È il 23 febbraio 2020 quando in Italia arriva la prima chiusura forzata dei teatri. La riapertura in primavera ha fatto ripartire le produzioni estive, ma tutto si è fermato nuovamente il 24 ottobre con il secondo lockdown della cultura che prosegue ancora oggi. La direttrice artistica del festival teatrale riminese ‘Le città visibili’, Tamara Balducci, racconta che “la differenza con il lockdown di marzo e aprile è che adesso in molti teatri le prove vengono fatte”, anche se ancora “non è stato possibile programmare gli spettacoli”. Alcuni suoi colleghi hanno interrotto le prove a causa di positività al coronavirus. “Problemi che aumentano i costi, perché la produzione si deve fermare”, sottolinea Balducci.
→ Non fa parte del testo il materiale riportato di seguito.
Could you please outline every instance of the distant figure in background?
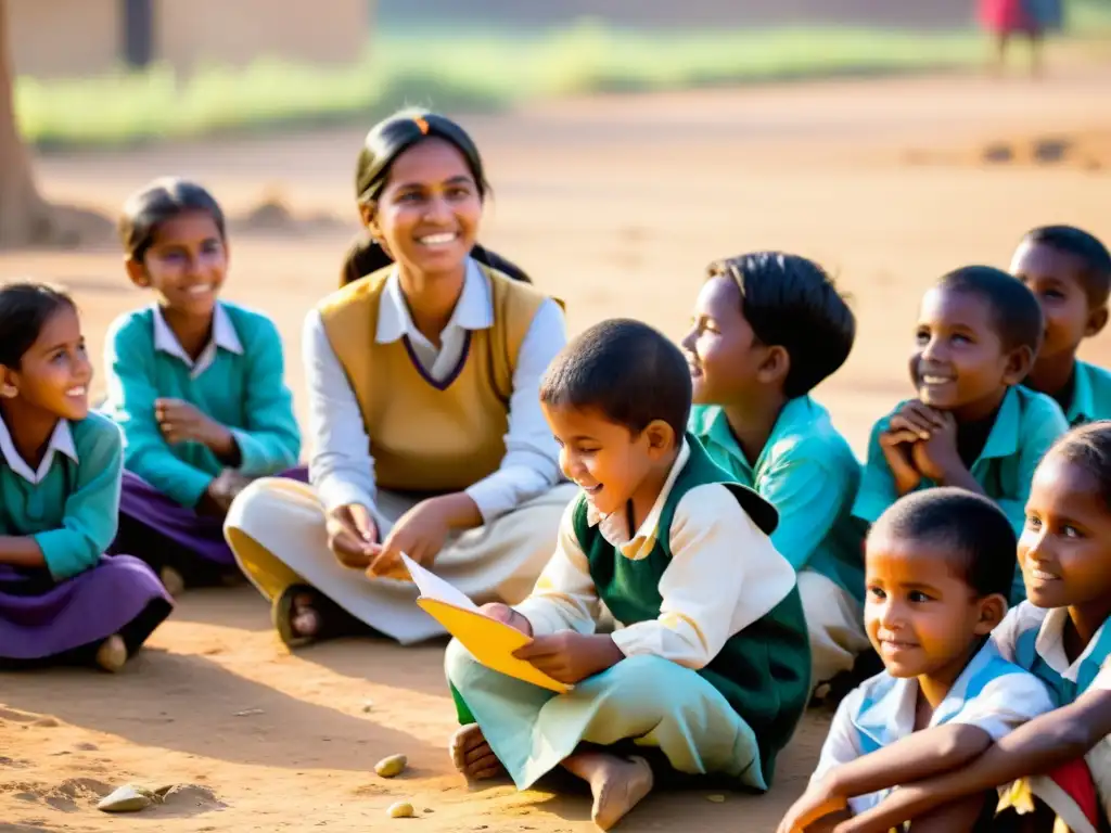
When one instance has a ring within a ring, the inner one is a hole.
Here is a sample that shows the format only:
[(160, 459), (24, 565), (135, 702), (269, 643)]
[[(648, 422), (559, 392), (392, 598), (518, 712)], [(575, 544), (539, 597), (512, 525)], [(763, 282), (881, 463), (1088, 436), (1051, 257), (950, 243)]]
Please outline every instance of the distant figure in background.
[(1042, 42), (1045, 32), (1060, 29), (1062, 0), (979, 0), (980, 22), (995, 36), (995, 71), (1007, 64), (1012, 36), (1030, 40), (1030, 74), (1042, 73)]

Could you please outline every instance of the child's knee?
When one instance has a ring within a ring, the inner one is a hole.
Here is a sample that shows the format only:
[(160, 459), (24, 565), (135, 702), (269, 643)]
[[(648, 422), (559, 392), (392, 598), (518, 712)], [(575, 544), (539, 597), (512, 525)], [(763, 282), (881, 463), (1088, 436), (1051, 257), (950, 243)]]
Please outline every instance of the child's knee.
[(463, 648), (463, 643), (459, 640), (451, 640), (443, 654), (443, 672), (448, 681), (457, 686), (462, 685), (476, 668), (480, 668), (479, 662), (470, 651)]

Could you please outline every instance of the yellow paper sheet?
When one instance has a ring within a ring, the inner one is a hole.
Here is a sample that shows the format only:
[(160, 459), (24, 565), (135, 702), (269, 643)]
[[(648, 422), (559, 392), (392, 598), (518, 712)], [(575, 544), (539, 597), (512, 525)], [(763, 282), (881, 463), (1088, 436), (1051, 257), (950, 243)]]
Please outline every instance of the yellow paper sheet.
[(571, 690), (570, 685), (553, 680), (531, 663), (513, 656), (514, 651), (532, 642), (517, 629), (482, 613), (462, 610), (436, 599), (421, 598), (417, 600), (417, 604), (463, 643), (474, 659), (488, 669), (559, 694)]
[(488, 669), (559, 694), (571, 690), (567, 683), (513, 656), (513, 652), (529, 644), (531, 639), (504, 622), (490, 619), (466, 594), (408, 555), (402, 554), (401, 561), (420, 591), (417, 604), (459, 640), (476, 660)]

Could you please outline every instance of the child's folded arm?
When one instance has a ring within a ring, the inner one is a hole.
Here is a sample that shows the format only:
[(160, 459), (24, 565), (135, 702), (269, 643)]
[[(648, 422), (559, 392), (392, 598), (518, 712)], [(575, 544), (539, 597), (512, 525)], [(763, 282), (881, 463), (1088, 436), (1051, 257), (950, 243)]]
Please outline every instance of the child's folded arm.
[(231, 429), (248, 476), (277, 474), (297, 464), (301, 432), (293, 394), (286, 384), (286, 359), (278, 329), (267, 319), (248, 355), (246, 429)]
[(574, 512), (579, 501), (571, 501), (560, 521), (556, 552), (544, 566), (527, 599), (513, 609), (529, 620), (533, 636), (559, 631), (593, 633), (598, 625), (599, 601), (590, 563), (574, 533)]
[(787, 559), (721, 484), (683, 495), (670, 543), (671, 561), (659, 584), (659, 618), (613, 634), (625, 656), (654, 654), (700, 669), (794, 586)]
[(880, 435), (887, 430), (888, 418), (883, 418), (872, 426), (872, 435), (868, 441), (868, 458), (860, 476), (860, 489), (852, 504), (853, 516), (867, 524), (874, 523), (900, 496), (894, 474), (880, 444)]
[(838, 833), (887, 833), (957, 799), (1051, 772), (1083, 756), (1109, 733), (1111, 691), (1093, 683), (1071, 705), (1030, 720), (960, 770), (904, 784), (874, 809), (839, 825)]

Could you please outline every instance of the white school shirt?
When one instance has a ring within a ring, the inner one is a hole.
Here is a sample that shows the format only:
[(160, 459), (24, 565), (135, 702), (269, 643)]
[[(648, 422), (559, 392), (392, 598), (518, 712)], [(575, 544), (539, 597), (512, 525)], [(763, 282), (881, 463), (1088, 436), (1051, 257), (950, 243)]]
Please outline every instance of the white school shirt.
[(74, 463), (81, 462), (78, 460), (77, 445), (73, 443), (73, 432), (70, 430), (69, 421), (67, 420), (58, 420), (58, 424), (54, 425), (54, 430), (50, 433), (50, 440), (47, 443), (47, 453), (42, 455), (42, 461), (36, 470), (28, 465), (27, 461), (19, 455), (19, 450), (16, 449), (16, 442), (11, 438), (11, 432), (8, 430), (8, 425), (4, 424), (3, 416), (0, 416), (0, 454), (3, 455), (3, 461), (8, 464), (9, 469), (33, 485), (41, 483), (42, 479), (50, 473), (50, 466), (54, 464), (54, 454), (64, 454)]
[[(660, 513), (690, 458), (683, 445), (651, 511), (635, 532), (625, 513), (602, 518), (588, 506), (587, 521), (599, 525), (617, 558), (647, 558), (655, 546)], [(593, 633), (600, 602), (587, 555), (574, 532), (572, 501), (560, 522), (556, 553), (531, 595), (516, 606), (534, 635), (573, 630)], [(624, 626), (613, 641), (625, 656), (651, 654), (701, 669), (725, 642), (767, 615), (794, 588), (794, 569), (720, 483), (695, 486), (675, 506), (670, 531), (671, 562), (660, 578), (658, 619)]]
[[(885, 671), (850, 692), (833, 716), (811, 782), (824, 777), (835, 766), (912, 734), (918, 695), (918, 680), (894, 678)], [(1005, 660), (994, 642), (988, 640), (933, 710), (929, 727), (949, 723), (978, 726), (995, 742), (1052, 709), (1045, 685)], [(859, 815), (890, 793), (891, 790), (881, 790), (851, 797), (849, 809)]]
[[(397, 269), (390, 274), (379, 304), (376, 341), (387, 344), (408, 337), (417, 360), (434, 380), (442, 381), (459, 363), (468, 330), (493, 327), (493, 300), (486, 275), (468, 261), (463, 291), (437, 350), (412, 322)], [(313, 440), (309, 475), (324, 509), (348, 503), (374, 506), (374, 459), (359, 403), (343, 367), (324, 332), (320, 312), (304, 322), (302, 339), (309, 385), (309, 431)], [(540, 409), (540, 378), (567, 344), (563, 311), (551, 299), (537, 310), (521, 342), (509, 400), (506, 456), (498, 471), (464, 491), (484, 523), (543, 494), (560, 482), (559, 446)]]
[(231, 323), (231, 319), (228, 317), (228, 311), (223, 309), (223, 304), (217, 302), (212, 310), (212, 338), (209, 339), (208, 344), (201, 351), (201, 354), (197, 357), (194, 362), (192, 357), (186, 352), (186, 349), (181, 347), (181, 342), (178, 341), (178, 337), (174, 335), (173, 330), (170, 329), (169, 323), (162, 318), (162, 308), (154, 304), (154, 349), (169, 353), (186, 363), (189, 368), (189, 375), (192, 379), (197, 379), (201, 373), (212, 367), (212, 362), (216, 361), (216, 351), (227, 350), (229, 353), (236, 353), (237, 355), (243, 354), (243, 343), (239, 340), (239, 333), (236, 332), (234, 324)]

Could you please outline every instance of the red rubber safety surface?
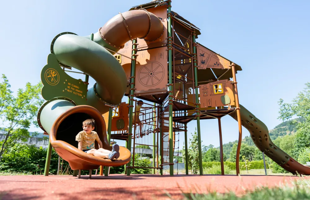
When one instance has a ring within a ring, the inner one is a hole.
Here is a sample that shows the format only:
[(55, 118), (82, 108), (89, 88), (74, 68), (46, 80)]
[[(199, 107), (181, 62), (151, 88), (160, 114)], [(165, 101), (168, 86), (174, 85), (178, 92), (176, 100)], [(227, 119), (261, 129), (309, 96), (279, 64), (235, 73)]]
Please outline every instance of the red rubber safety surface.
[(150, 199), (182, 198), (184, 193), (208, 191), (241, 194), (257, 186), (290, 184), (296, 177), (233, 175), (111, 174), (81, 178), (69, 176), (0, 176), (0, 199)]

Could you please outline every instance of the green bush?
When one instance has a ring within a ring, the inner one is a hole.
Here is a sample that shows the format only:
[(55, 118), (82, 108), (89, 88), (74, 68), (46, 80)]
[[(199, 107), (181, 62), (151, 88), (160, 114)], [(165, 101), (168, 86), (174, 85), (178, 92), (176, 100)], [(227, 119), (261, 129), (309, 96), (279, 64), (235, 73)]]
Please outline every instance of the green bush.
[[(42, 173), (44, 171), (47, 149), (38, 148), (34, 145), (16, 144), (10, 148), (7, 152), (3, 154), (0, 162), (0, 171), (9, 172), (29, 172), (33, 174), (39, 174), (39, 165)], [(54, 150), (52, 155), (50, 173), (56, 174), (58, 167), (58, 155)], [(63, 169), (69, 165), (64, 161)]]
[(272, 170), (272, 173), (290, 173), (285, 170), (273, 161), (271, 161), (271, 165), (269, 165), (270, 168)]
[(224, 166), (227, 166), (231, 170), (236, 170), (236, 163), (230, 161), (226, 161), (224, 162)]
[[(228, 167), (225, 165), (224, 166), (224, 171), (225, 174), (234, 174), (235, 173), (234, 171), (232, 170)], [(204, 168), (203, 174), (222, 174), (221, 166), (220, 165), (214, 165), (210, 168)]]
[(307, 147), (303, 149), (299, 154), (297, 160), (302, 165), (306, 165), (306, 162), (310, 161), (310, 148)]
[[(244, 164), (244, 162), (242, 162), (243, 164)], [(241, 164), (241, 162), (240, 162)], [(251, 162), (249, 162), (249, 163), (250, 164), (250, 169), (264, 169), (264, 160), (253, 160)], [(269, 165), (266, 163), (266, 168), (269, 169)]]
[[(248, 169), (264, 169), (264, 161), (263, 160), (255, 160), (249, 162), (248, 163), (250, 165), (250, 167), (248, 168)], [(239, 163), (239, 167), (240, 169), (242, 168), (241, 166), (244, 165), (244, 162), (240, 162)], [(206, 168), (211, 168), (214, 166), (221, 166), (221, 163), (219, 162), (212, 161), (212, 162), (203, 162), (202, 167), (204, 169)], [(224, 162), (224, 167), (227, 167), (228, 169), (230, 170), (234, 171), (236, 170), (236, 163), (229, 161), (225, 161)], [(269, 168), (269, 165), (267, 163), (266, 163), (266, 168), (267, 169)], [(245, 168), (244, 168), (245, 169)]]

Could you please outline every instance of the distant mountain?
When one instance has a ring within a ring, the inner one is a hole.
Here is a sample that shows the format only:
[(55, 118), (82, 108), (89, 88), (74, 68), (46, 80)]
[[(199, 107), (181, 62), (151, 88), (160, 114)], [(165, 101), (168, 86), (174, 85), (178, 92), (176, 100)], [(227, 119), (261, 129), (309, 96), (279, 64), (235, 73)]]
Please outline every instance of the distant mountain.
[[(295, 119), (298, 122), (300, 122), (304, 120), (302, 118)], [(274, 141), (278, 137), (283, 136), (286, 135), (294, 134), (296, 132), (296, 127), (294, 124), (291, 124), (291, 122), (293, 120), (282, 122), (276, 126), (274, 128), (269, 130), (269, 136), (272, 140)], [(242, 143), (246, 144), (250, 146), (255, 146), (252, 138), (249, 136), (246, 136), (242, 140)], [(233, 142), (229, 142), (228, 143), (223, 144), (223, 153), (226, 154), (227, 158), (230, 155), (230, 152), (232, 148), (232, 146), (235, 143), (238, 143), (238, 140)], [(219, 149), (219, 147), (217, 148)]]

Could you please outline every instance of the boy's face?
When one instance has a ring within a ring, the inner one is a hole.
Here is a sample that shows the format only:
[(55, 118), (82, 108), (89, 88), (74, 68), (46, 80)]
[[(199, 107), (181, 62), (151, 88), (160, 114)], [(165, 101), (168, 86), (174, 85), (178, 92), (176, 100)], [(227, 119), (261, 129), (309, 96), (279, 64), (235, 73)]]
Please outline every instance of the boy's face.
[(95, 127), (93, 127), (91, 124), (85, 124), (83, 126), (83, 130), (87, 134), (90, 134), (91, 131), (93, 131), (95, 128)]

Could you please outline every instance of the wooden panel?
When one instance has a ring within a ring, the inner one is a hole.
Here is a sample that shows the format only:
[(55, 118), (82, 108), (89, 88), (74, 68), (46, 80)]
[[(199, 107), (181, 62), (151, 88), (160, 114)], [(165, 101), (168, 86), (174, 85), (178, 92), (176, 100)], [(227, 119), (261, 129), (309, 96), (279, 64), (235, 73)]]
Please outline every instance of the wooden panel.
[(221, 56), (215, 53), (202, 46), (198, 45), (197, 47), (198, 65), (199, 69), (207, 68), (216, 69), (229, 69), (230, 62)]
[[(215, 107), (224, 106), (234, 106), (234, 94), (232, 81), (228, 80), (212, 82), (200, 85), (199, 88), (201, 95), (200, 104), (202, 109), (209, 107)], [(230, 104), (224, 105), (221, 98), (227, 95), (230, 99)]]
[(138, 52), (135, 94), (142, 96), (167, 90), (168, 69), (166, 47)]
[[(111, 131), (125, 131), (128, 130), (128, 126), (129, 124), (129, 120), (128, 118), (128, 114), (129, 112), (129, 108), (127, 107), (129, 106), (128, 103), (123, 102), (121, 103), (117, 108), (113, 109), (113, 113), (112, 116), (112, 127), (111, 128)], [(107, 131), (108, 131), (108, 122), (109, 119), (109, 112), (108, 112), (102, 115), (106, 123)], [(123, 128), (119, 128), (118, 127), (117, 124), (119, 124), (120, 122), (123, 122)]]

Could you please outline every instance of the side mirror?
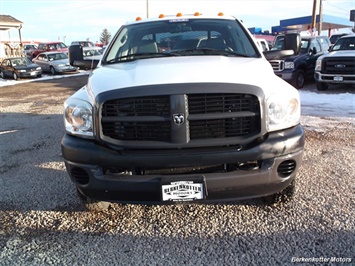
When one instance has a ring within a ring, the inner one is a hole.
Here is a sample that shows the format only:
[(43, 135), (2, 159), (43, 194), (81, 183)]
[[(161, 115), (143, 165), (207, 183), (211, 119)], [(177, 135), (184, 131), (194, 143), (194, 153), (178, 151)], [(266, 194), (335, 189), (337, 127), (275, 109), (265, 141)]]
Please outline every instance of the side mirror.
[(294, 54), (299, 54), (301, 50), (301, 35), (299, 33), (285, 34), (285, 50), (293, 50)]
[(82, 69), (95, 69), (100, 60), (84, 59), (83, 47), (80, 44), (69, 46), (69, 64)]
[(309, 54), (310, 55), (315, 55), (317, 54), (317, 48), (316, 47), (313, 47), (312, 49), (309, 50)]

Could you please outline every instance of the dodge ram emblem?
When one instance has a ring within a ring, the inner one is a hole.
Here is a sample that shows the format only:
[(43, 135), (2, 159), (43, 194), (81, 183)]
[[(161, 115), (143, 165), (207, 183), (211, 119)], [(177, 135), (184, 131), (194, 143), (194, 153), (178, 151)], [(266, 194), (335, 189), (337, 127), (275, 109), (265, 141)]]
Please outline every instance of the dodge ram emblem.
[(173, 114), (173, 120), (176, 125), (182, 125), (185, 122), (184, 114)]

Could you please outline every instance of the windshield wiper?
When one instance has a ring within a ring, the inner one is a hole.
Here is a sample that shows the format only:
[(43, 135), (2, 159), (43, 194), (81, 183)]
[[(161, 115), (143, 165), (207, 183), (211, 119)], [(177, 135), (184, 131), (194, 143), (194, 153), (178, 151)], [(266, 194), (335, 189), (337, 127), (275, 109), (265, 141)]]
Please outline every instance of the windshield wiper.
[(175, 55), (223, 55), (223, 56), (242, 56), (249, 57), (245, 54), (236, 53), (231, 50), (213, 49), (213, 48), (195, 48), (195, 49), (185, 49), (185, 50), (174, 50)]
[(111, 60), (106, 61), (106, 63), (119, 63), (119, 62), (127, 62), (134, 61), (137, 59), (145, 59), (145, 58), (154, 58), (154, 57), (167, 57), (167, 56), (175, 56), (173, 53), (136, 53), (120, 56)]

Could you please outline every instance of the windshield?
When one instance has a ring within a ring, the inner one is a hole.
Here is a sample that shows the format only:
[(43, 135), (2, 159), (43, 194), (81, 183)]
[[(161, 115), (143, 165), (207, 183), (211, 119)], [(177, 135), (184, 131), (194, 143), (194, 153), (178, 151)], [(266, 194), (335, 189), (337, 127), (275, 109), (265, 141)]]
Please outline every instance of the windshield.
[(260, 56), (250, 36), (235, 20), (172, 19), (122, 27), (113, 39), (103, 64), (206, 54)]
[(339, 39), (333, 46), (332, 51), (353, 50), (355, 52), (355, 37)]
[(53, 61), (53, 60), (62, 60), (62, 59), (67, 59), (68, 56), (65, 53), (56, 53), (56, 54), (49, 54), (48, 55), (48, 60)]
[(27, 57), (14, 58), (11, 59), (12, 66), (27, 66), (32, 64), (32, 62)]

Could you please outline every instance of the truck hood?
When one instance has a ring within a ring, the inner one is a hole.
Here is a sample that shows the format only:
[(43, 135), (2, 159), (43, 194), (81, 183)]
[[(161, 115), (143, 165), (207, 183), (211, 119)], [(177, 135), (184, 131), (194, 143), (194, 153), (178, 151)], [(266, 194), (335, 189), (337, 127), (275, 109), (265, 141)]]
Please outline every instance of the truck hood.
[(248, 84), (264, 92), (291, 86), (274, 75), (264, 58), (181, 56), (101, 65), (91, 73), (88, 89), (96, 97), (109, 90), (176, 83)]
Riguardo alle misure di sostegno afferma: “Sono stata fortunata per essere rientrata in tutti i ristori distribuiti, sia quelli come interprete che quelli per il mio festival”, ma “sono stati comunque insufficienti per riuscire ad andari avanti e a compensare le perdite”. Tante le repliche saltate, alcuni ci hanno provato con lo streaming, “ma come attrice detesto il teatro in streaming”, dichiara Balducci. ‘Le città visibili’ torna al Complesso degli Agostiniani tra la fine di agosto e i primi di settembre.